For all its grand visuals and plotting, Free Guy isn’t able to capitalize on its implicit ideas, mirroring the vacuous properties it aims to critique. At their worst, video games have been known to whittle down the respective identities of their participants, wiping away gamers’ lives and indoctrinating them into their own distorted sense of reality. In response, the filmmaking team here strives to tout a message of individuality and authentic interactivity that isn’t filtered through a pixelated screen, but the underlying cynicism quickly undermines those notions.
Free Guy doesn’t become more nuanced than disingenuous, studio-approved “individuality good” optics, the kind that may get a grade-schooler a ribbon but are not that meaningful to a larger audience that craves actual substance. The cast toils here to lend the film some emotional dimension, especially Comer, but one cannot shake the feeling that executive overlords likely cared more about vapid spectacle and potential intellectual property (the Disney references are painfully contrived) than compelling themes, not to mention the artificial intelligence ideas that are completely skimmed over, manufacturing the bare thematic minimum in the process.

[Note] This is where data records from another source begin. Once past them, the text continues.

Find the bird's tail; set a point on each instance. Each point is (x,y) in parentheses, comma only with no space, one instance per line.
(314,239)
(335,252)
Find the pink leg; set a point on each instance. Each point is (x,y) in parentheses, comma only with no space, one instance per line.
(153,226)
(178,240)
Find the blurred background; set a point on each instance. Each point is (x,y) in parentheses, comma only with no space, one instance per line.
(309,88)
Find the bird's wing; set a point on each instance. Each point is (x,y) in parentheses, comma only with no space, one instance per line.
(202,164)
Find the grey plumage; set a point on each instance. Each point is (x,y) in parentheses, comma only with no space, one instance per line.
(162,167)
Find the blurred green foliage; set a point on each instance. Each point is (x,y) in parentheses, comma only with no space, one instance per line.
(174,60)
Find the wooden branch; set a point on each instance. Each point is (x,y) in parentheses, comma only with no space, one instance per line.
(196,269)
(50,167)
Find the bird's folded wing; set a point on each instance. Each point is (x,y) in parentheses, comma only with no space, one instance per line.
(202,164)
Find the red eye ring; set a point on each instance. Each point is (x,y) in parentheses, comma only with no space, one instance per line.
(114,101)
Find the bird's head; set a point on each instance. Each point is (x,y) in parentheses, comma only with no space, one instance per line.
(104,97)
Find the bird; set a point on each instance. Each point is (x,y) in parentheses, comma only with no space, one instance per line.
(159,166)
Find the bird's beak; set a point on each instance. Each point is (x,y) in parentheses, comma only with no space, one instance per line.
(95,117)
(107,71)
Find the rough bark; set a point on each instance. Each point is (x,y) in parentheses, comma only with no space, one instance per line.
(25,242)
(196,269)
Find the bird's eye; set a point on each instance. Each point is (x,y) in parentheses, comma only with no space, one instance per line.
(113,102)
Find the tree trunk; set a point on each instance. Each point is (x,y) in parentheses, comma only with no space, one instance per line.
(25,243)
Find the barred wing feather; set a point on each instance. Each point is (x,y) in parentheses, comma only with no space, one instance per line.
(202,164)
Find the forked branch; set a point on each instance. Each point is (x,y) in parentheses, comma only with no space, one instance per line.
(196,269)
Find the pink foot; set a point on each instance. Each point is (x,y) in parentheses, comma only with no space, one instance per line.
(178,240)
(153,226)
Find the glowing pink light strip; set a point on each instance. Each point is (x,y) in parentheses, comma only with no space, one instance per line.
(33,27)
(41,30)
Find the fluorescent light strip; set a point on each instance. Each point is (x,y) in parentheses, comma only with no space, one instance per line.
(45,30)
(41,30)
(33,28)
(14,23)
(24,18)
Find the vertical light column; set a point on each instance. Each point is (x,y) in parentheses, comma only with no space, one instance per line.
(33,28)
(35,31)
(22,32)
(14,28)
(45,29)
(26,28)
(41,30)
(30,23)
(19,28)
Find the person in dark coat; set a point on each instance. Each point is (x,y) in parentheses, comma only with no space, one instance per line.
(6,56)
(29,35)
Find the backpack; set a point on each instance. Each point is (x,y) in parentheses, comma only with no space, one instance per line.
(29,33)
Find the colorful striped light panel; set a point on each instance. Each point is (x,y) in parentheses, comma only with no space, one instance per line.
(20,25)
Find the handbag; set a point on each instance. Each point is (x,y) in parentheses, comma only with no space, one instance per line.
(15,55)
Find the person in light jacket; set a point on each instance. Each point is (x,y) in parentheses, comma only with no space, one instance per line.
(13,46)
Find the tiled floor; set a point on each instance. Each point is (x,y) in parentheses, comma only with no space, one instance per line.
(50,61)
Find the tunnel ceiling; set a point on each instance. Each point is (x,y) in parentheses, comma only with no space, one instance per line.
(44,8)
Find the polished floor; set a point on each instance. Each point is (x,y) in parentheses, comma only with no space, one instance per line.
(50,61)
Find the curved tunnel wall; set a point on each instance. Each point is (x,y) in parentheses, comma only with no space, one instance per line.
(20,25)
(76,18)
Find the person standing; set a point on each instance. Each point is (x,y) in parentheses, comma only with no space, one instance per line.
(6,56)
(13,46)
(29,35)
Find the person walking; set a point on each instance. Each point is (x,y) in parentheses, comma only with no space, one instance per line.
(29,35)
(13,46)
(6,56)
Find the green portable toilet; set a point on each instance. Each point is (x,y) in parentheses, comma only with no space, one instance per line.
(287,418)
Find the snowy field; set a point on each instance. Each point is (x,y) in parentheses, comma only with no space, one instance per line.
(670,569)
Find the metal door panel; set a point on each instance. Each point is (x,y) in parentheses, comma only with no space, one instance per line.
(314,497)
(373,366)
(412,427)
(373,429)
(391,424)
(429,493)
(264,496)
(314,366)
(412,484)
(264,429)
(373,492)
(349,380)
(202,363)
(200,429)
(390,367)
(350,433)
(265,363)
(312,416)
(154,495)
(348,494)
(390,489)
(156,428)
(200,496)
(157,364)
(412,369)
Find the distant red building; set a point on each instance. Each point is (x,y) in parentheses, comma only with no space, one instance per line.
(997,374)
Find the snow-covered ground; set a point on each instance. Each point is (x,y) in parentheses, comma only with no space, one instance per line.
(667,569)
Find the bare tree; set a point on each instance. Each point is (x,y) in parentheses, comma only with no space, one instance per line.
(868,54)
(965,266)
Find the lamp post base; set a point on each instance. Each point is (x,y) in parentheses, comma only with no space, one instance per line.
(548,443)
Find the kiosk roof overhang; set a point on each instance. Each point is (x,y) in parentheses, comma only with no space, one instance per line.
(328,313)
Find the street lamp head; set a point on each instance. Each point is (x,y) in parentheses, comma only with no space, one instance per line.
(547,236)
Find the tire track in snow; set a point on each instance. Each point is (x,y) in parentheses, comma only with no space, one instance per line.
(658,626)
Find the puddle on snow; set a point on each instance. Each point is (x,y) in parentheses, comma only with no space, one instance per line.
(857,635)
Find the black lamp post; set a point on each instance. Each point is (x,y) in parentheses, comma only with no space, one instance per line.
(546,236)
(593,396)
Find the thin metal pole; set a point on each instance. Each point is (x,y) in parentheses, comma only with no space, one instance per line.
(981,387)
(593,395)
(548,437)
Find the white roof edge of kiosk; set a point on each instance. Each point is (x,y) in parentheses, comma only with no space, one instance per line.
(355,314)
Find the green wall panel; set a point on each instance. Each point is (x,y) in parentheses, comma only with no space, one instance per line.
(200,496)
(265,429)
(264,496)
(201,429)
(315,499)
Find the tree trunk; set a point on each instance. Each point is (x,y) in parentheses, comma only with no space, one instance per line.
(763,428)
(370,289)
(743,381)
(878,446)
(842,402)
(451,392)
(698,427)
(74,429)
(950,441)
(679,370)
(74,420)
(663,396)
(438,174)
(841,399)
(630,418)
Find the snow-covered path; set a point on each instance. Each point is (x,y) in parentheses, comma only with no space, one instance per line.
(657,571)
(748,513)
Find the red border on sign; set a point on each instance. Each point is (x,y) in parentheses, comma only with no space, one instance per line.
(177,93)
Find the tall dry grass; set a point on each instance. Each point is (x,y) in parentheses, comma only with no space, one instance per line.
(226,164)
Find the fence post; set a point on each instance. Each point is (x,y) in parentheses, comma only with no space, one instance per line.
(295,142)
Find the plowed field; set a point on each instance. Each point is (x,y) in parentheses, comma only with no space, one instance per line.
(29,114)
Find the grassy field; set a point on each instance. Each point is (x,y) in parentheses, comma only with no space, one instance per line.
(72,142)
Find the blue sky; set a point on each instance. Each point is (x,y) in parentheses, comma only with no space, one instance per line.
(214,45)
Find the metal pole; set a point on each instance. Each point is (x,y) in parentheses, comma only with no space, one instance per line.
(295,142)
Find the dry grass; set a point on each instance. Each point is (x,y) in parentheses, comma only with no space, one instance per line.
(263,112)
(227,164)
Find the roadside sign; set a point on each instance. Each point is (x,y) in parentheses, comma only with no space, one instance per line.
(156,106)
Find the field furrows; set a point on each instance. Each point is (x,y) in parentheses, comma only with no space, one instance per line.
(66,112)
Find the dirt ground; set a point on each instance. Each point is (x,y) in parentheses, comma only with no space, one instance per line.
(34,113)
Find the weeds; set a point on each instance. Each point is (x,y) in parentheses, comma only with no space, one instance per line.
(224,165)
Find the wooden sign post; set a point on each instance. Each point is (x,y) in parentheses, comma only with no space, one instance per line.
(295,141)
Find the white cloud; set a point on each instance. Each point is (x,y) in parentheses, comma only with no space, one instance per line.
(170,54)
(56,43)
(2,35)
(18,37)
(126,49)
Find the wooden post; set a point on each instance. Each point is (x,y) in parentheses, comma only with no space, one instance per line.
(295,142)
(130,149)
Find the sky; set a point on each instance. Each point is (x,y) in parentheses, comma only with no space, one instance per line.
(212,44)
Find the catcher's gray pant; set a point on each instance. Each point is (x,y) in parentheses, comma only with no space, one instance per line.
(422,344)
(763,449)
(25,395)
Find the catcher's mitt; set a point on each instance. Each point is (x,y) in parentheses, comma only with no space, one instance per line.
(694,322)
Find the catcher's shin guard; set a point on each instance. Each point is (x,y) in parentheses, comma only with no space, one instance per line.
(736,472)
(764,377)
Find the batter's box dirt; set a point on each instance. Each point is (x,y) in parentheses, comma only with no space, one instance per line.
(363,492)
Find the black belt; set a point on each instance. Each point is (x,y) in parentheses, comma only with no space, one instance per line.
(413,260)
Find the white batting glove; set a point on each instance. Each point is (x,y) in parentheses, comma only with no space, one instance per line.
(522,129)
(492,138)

Free Guy may be quantifiably original, but it wreaks of the same frustratingly superficial and unprovocative conventions that have plagued big-budget filmmaking for years, like an algorithm more concerned with economic productivity than artistry. It will tickle your endorphins but fail to stimulate your brain; just a step above the properties it quickly becomes, Ryan Reynold’s latest endeavor is ultimately frivolous, if not admittingly entertaining in spurts. Venture out to the multiplex if you dare, or just play a video game: There’s just some fresh bells-and-whistles-worth of difference.
Grade: C+
Free Guy is now available in theaters.